Robert Crimo III oskarżony o strzelanie do ludzi uczestniczących w ubiegłorocznej paradzie z okazji Święta Niepodległości w Highland Park został rano w poniedziałek, 11 września przesłuchany przez sędzię Victorię Rossetti w sprawie statusu przedprocesowego. To jego pierwsze stawienie się przed sądem powiatu Lake od maja. Przesłuchanie trwało niecałe pięć minut.
Ponieważ prawnicy wciąż zbierają dowody i odkrywają nowe kwestie, Rossetti wyznaczyła kolejne przesłuchanie w sprawie statusu sprawy na 11 grudnia o godz. 11 am, stwierdzając, że tego dnia zamierza wyznaczyć datę rozprawy.
W wyniku strzałów oddanych z dachu zginęło siedem osób, dziesiątki innych zostało rannych, a niezliczona ilość kolejnych do tej pory zmaga się z traumą psychiczną.
22-letni Crimo III, który według prokuratorów otworzył ogień do tłumu ludzi, usłyszał ogółem 117 zarzutów, w tym 21 zarzutów morderstwa pierwszego stopnia – po trzy na każdego z siedmiu zabitych – a także 48 zarzutów usiłowania morderstwa i 48 zarzutów pobicia z użyciem broni palnej, po jednym na każdą osobę trafioną kulą, jej fragmentem lub odłamkiem.
Jeśli zostanie uznany za winnego, grozi mu dożywocie.
Oskarżony nie przyznał się do winy i obecnie przebywa w areszcie bez kaucji.
22-latek może także pojawić się sądzie jako świadek w innej sprawie wniesionej przez prokuratorów powiatu Lake – przeciwko jego ojcu Robertowi Crimo Jr, Jest on oskarżony o pomoc synowi w uzyskaniu pozwolenia na broń. W sierpniu sędzia odmówił oddalenia sprawy o lekkomyślne zachowanie.

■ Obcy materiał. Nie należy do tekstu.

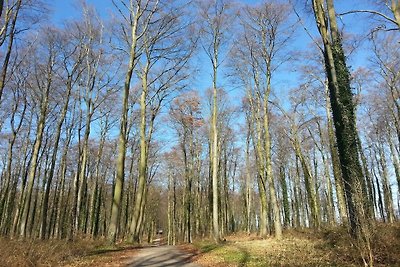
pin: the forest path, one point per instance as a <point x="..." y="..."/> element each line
<point x="168" y="256"/>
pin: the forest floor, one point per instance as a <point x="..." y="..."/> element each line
<point x="328" y="247"/>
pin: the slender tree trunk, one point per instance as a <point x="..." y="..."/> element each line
<point x="115" y="212"/>
<point x="36" y="149"/>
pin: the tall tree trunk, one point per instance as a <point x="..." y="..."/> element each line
<point x="344" y="120"/>
<point x="119" y="180"/>
<point x="36" y="149"/>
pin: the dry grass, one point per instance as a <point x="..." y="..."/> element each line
<point x="330" y="247"/>
<point x="83" y="252"/>
<point x="43" y="253"/>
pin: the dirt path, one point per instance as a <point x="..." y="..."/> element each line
<point x="168" y="256"/>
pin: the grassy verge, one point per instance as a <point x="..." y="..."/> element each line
<point x="82" y="252"/>
<point x="330" y="247"/>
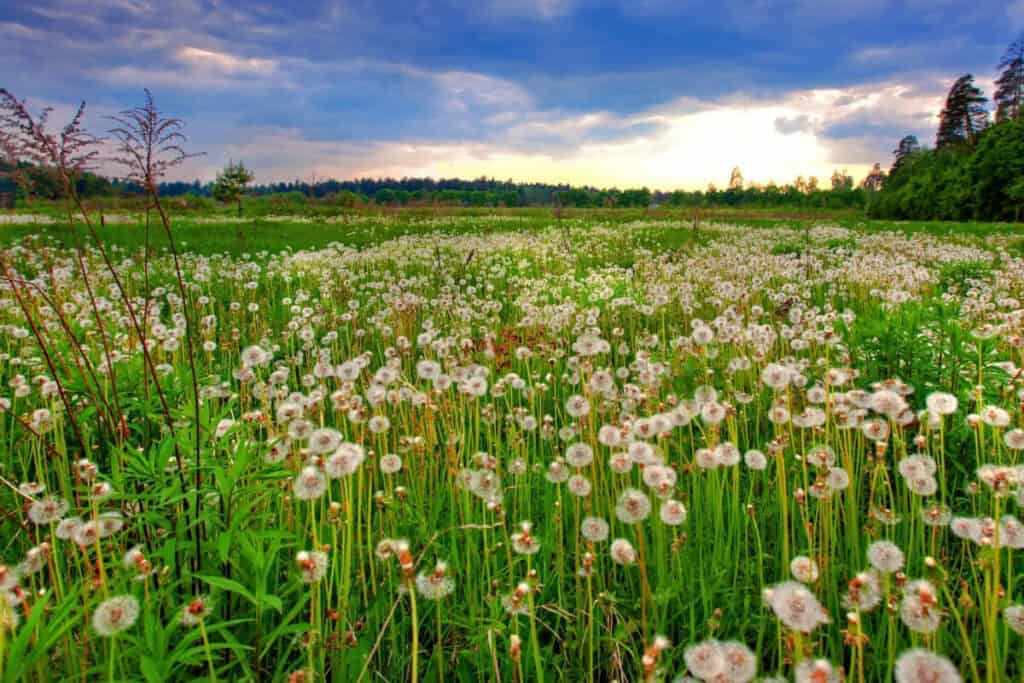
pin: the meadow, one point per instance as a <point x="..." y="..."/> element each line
<point x="506" y="445"/>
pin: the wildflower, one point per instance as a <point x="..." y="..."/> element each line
<point x="920" y="610"/>
<point x="885" y="556"/>
<point x="816" y="671"/>
<point x="994" y="417"/>
<point x="579" y="485"/>
<point x="796" y="606"/>
<point x="324" y="440"/>
<point x="623" y="552"/>
<point x="196" y="611"/>
<point x="706" y="659"/>
<point x="577" y="407"/>
<point x="673" y="513"/>
<point x="633" y="506"/>
<point x="755" y="460"/>
<point x="390" y="464"/>
<point x="740" y="663"/>
<point x="642" y="453"/>
<point x="609" y="435"/>
<point x="920" y="666"/>
<point x="557" y="472"/>
<point x="876" y="430"/>
<point x="379" y="424"/>
<point x="579" y="455"/>
<point x="775" y="376"/>
<point x="804" y="569"/>
<point x="941" y="403"/>
<point x="936" y="515"/>
<point x="838" y="479"/>
<point x="863" y="592"/>
<point x="46" y="510"/>
<point x="312" y="565"/>
<point x="115" y="614"/>
<point x="309" y="484"/>
<point x="345" y="461"/>
<point x="435" y="585"/>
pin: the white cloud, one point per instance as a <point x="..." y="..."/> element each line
<point x="223" y="62"/>
<point x="683" y="143"/>
<point x="539" y="9"/>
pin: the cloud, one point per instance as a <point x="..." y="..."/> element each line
<point x="682" y="143"/>
<point x="537" y="9"/>
<point x="223" y="62"/>
<point x="465" y="90"/>
<point x="797" y="124"/>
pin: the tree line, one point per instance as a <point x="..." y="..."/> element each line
<point x="975" y="169"/>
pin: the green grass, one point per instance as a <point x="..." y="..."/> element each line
<point x="210" y="508"/>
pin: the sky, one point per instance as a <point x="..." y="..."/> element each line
<point x="658" y="93"/>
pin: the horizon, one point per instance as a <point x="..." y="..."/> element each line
<point x="601" y="93"/>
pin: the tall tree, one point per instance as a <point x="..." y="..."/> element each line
<point x="875" y="178"/>
<point x="842" y="179"/>
<point x="964" y="115"/>
<point x="230" y="183"/>
<point x="908" y="145"/>
<point x="736" y="178"/>
<point x="1009" y="98"/>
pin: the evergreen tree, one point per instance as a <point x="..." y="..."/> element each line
<point x="736" y="178"/>
<point x="230" y="183"/>
<point x="964" y="115"/>
<point x="875" y="178"/>
<point x="908" y="145"/>
<point x="1009" y="97"/>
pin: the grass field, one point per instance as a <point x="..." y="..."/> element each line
<point x="481" y="446"/>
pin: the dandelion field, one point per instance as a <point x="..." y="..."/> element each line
<point x="494" y="447"/>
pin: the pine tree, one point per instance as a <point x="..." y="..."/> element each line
<point x="964" y="115"/>
<point x="875" y="178"/>
<point x="736" y="178"/>
<point x="908" y="145"/>
<point x="1009" y="98"/>
<point x="230" y="183"/>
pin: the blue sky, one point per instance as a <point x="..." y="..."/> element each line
<point x="647" y="92"/>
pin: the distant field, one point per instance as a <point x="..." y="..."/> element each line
<point x="475" y="446"/>
<point x="228" y="233"/>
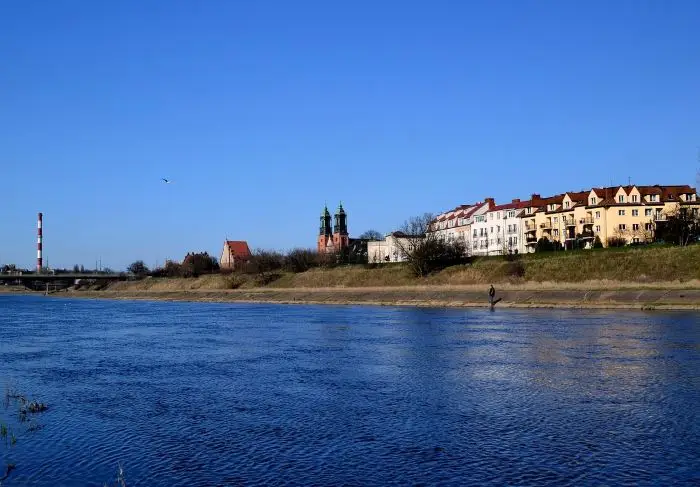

Termin rozprawy wyznaczono na 6 listopada.
Robert Crimo Jr. nie przyznał się do stawianych mu siedmiu zarzutów lekkomyślności.
Prokuratorzy twierdzą, że Crimo Jr. zgodził się sponsorować wniosek syna o pozwolenie na broń, mimo że wiedział, iż w przeszłości próbował on popełnić samobójstwo i groził przemocą. Dzięki sponsorstwu ojca, Crimo III uzyskał zezwolenie na posiadanie broni.